Intracellular localization and topology of Pex19p. N-terminally flag-tagged human Pex19p was expressed in CHO-K1 cells. Cells were treated with 0.1% Triton X-100 (a and b), or with 25 μg/ml of digitonin, under which the plasma membrane was permeabilized (17, 18) (c and d). Cells were stained with antibodies to flag (a and c) and PTS1 (b and d). Note that punctate structures, peroxisomes, are superimposable in a and b and that flag-Pex19p was detected after both types of treatments (a and c).
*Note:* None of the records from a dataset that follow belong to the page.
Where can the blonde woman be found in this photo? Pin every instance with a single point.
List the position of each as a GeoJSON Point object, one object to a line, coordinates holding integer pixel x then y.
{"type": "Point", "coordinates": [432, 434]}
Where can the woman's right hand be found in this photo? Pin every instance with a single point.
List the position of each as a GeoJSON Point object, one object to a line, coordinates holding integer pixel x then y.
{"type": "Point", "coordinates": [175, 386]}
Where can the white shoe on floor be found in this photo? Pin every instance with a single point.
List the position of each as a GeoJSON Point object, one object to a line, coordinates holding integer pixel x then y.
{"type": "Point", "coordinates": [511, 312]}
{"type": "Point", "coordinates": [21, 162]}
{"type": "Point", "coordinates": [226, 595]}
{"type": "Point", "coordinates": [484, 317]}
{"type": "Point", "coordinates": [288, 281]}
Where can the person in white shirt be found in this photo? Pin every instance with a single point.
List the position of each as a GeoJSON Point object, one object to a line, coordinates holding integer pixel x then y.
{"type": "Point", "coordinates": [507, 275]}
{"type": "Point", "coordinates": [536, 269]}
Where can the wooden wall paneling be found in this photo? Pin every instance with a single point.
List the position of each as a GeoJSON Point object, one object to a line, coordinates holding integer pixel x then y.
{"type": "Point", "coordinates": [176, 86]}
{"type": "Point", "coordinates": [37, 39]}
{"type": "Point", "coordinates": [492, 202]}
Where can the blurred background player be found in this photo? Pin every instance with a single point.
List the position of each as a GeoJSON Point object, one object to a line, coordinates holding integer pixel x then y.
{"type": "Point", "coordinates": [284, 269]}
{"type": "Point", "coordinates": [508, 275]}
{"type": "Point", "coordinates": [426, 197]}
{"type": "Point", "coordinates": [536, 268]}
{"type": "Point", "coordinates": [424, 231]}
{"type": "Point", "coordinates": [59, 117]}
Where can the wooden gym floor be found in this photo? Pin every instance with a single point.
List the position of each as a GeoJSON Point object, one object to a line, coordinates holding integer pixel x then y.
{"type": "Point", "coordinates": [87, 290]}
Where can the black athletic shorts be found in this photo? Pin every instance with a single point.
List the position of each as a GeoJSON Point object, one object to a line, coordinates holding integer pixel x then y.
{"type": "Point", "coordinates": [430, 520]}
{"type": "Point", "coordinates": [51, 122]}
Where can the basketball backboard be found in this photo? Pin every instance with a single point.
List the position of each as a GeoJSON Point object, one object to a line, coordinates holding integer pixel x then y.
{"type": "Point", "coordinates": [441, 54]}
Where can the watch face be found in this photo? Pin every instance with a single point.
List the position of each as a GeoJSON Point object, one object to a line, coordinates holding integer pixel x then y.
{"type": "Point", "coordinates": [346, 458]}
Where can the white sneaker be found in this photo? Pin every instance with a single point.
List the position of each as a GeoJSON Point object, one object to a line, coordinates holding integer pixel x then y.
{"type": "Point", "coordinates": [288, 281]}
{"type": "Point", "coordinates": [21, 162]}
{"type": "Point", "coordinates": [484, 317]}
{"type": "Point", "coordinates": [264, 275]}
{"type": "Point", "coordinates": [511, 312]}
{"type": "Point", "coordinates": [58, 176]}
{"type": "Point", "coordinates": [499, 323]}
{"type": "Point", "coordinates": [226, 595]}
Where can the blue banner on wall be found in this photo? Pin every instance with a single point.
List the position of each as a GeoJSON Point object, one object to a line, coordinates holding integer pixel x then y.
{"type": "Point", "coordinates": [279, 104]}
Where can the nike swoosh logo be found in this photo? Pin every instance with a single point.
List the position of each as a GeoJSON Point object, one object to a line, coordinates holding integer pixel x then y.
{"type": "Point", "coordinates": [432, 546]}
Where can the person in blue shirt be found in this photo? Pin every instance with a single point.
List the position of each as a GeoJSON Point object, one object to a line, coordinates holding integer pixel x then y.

A diffuse staining pattern was partly detected in a and c (see text). (Bar = 20 μm.)

Figure 7

Kinetics of peroxisome biogenesis. (A) ZP119EG1 cells expressing EGFP-PTS1 were transfected with pUcD2Hyg⋅HsPEX19, then monitored by fluorescent microscope. (a–c) PMP70 was visualized by using rabbit anti-PMP70 antibody and Texas Red-labeled goat anti-rabbit IgG antibody. (d–f) EGFP-PTS1. (g–i) Catalase in other cells detected by anti-catalase antibody, as for PMP70. (a, d, and g) 10 h after transfection, (b, e, and h) 16 h. (c, f, and i), 25 h. Note that PMP70, but not EGFP-PTS1 and catalase, is already in numerous vesicular structures at 10 h (see text). (Bar = 20 μm.) (B) Expression of human Pex19p in ZP119. Pex19p was detected by immunoblotting HsPEX19-transfected ZP119 lysates (1.3 × 10⁵ cells at 0 h), at indicated time, where cell-doubling time was 22 h. Arrowhead, Pex19p.